In this case I went with a looser translation. Changing participles to indicative English comprises most of my changes.
The deeds of his father displeased Mycerinus; so he opened up the temples and sent forth the people, worn down to the extremity of hardship, against their doings and sacrifices; and for the people he made the fairest judgments of all the kings. But although Mycerinus was kind toward his citizens and attended to these things, his daughter experienced the foremost of hardships, dying, she who was the only child born to him in his household. And after the suffering of his daughter, a second thing happened to this king as follows. An oracle came to him from the city, Buto, that after living six years, he was destined to die on the seventh. He took it badly, and sent to the oracle a reproach for the god, casting blame in turn, “My father and uncle, not only did they close off the temples and forget the gods, but they also ruined the people, yet they lived for many years; I, on the other hand, despite being pious, I am destined soon to die.”
From the shrine there came to him a second [oracle], saying, “For this very reason, your life hastens to an end. For you have not done that which was necessary to do. For Egypt must be afflicted for fifty years and one hundred. The two kings who came before you learned this, but not you.”

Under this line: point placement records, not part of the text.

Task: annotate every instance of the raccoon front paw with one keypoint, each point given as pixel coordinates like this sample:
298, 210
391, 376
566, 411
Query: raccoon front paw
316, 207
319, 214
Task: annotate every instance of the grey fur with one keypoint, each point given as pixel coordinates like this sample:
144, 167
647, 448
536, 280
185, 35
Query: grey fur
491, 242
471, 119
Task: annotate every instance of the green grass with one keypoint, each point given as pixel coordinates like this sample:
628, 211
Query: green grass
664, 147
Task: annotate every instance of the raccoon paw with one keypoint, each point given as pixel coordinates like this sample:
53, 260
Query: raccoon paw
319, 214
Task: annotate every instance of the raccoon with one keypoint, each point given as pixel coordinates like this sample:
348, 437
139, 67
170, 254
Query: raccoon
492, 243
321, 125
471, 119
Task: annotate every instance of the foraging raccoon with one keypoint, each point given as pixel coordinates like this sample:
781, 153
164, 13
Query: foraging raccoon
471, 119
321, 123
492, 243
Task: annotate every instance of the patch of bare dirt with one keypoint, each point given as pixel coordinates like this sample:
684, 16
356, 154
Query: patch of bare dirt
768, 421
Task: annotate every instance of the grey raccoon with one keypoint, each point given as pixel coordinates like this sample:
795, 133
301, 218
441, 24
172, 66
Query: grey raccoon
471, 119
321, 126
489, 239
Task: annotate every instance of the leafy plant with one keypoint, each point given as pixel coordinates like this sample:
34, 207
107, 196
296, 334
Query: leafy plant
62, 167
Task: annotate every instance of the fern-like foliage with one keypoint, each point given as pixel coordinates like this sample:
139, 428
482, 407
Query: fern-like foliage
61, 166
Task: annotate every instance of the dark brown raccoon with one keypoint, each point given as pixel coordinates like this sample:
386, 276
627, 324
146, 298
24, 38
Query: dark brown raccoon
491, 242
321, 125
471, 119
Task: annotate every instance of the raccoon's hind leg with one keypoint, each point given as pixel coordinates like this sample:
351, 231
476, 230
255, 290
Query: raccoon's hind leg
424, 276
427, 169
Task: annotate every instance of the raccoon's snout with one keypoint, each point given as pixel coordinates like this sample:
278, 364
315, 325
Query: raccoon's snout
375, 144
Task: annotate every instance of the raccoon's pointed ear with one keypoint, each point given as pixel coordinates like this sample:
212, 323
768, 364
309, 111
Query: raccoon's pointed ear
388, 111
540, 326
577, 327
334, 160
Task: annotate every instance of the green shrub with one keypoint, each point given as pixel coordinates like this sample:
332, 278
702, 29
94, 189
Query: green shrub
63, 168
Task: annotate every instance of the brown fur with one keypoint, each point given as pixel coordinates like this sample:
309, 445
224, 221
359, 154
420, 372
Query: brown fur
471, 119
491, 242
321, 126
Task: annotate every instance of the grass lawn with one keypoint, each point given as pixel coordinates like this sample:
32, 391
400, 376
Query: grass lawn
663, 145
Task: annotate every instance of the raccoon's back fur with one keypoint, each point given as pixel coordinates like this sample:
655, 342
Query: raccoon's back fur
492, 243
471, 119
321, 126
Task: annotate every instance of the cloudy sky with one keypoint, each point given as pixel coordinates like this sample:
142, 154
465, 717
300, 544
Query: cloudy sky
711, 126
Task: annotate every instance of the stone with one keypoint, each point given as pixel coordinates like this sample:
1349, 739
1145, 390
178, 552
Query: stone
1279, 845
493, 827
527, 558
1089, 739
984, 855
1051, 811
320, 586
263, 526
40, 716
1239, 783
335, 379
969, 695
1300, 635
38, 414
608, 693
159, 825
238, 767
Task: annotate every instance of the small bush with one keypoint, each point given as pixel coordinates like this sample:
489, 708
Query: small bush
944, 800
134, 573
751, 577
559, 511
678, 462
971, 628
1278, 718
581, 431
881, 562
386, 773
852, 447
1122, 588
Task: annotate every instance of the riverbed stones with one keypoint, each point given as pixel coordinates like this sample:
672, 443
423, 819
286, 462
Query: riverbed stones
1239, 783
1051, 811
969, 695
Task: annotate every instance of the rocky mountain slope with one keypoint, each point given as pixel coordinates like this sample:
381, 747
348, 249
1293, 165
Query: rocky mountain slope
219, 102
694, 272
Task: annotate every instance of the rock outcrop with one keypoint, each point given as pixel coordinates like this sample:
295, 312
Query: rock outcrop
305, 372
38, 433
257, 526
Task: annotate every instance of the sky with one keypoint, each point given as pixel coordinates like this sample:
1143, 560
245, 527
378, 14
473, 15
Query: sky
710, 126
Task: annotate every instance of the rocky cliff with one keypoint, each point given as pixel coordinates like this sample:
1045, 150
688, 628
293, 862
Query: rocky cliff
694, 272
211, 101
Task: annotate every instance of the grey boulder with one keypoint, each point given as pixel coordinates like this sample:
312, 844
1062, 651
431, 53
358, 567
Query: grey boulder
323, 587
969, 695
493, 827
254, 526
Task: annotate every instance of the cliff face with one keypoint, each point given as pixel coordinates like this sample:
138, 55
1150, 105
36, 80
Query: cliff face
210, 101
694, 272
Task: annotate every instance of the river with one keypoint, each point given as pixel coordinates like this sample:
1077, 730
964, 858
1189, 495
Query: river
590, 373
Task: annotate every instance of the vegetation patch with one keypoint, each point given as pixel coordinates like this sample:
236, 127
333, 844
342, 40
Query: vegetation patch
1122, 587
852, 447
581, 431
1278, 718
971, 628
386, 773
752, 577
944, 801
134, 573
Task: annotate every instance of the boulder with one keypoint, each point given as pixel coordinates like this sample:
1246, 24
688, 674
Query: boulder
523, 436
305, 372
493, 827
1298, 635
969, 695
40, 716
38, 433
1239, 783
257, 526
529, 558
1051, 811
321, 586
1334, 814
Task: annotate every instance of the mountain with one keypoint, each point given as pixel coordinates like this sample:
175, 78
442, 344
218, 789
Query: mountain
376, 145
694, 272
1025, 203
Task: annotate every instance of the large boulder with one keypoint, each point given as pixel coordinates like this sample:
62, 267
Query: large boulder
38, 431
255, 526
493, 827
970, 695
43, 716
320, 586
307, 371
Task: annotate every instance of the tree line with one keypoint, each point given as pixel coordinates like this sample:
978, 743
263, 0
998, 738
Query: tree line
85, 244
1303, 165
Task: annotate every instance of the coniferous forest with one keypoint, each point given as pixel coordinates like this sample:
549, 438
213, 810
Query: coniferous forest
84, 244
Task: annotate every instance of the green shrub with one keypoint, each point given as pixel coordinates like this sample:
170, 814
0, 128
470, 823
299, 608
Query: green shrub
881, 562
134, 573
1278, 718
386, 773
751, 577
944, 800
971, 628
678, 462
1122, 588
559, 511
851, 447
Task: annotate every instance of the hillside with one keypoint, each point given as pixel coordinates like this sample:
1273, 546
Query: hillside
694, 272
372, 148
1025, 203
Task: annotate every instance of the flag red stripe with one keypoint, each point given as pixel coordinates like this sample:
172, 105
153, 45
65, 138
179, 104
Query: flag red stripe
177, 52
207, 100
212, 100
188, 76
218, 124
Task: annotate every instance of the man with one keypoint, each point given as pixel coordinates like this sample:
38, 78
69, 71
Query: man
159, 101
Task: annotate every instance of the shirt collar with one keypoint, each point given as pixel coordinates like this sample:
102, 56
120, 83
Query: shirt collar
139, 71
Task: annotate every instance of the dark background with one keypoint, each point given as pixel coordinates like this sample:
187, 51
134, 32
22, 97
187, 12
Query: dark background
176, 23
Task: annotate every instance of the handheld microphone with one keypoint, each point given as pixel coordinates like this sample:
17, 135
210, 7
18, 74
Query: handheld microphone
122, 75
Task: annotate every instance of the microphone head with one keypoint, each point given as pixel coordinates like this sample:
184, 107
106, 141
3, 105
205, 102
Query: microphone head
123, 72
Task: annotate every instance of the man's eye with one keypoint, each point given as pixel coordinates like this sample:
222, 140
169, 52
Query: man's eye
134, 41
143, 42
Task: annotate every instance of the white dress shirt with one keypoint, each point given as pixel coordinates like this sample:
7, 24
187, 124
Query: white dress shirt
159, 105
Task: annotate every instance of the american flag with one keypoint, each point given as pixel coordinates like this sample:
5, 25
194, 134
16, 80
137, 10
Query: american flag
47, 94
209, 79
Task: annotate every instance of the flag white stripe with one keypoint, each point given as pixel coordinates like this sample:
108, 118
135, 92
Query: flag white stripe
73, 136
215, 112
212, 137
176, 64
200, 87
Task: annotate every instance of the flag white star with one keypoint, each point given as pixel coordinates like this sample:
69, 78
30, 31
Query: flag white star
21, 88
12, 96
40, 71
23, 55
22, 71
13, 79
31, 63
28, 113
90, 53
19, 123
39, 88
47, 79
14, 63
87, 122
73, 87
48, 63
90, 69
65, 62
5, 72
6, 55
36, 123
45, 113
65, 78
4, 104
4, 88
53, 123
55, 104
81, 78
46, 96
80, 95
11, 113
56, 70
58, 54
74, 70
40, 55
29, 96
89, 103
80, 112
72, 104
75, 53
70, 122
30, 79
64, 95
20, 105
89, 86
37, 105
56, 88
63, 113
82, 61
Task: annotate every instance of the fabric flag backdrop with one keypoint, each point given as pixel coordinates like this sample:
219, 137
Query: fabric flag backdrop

When Mycerinus heard this, since some of his punishments had already been assigned, he had many lamps made for himself, and lit them whenever night fell, and he drank and made merry, never relaxing, neither day nor night, [often] wandering into the marshes and groves, wherever in the world he had learned were places most suitable to pleasure. He contrived these things, wishing to prove the oracle fooled, so that he might have twelve years instead of six years by making days of the nights.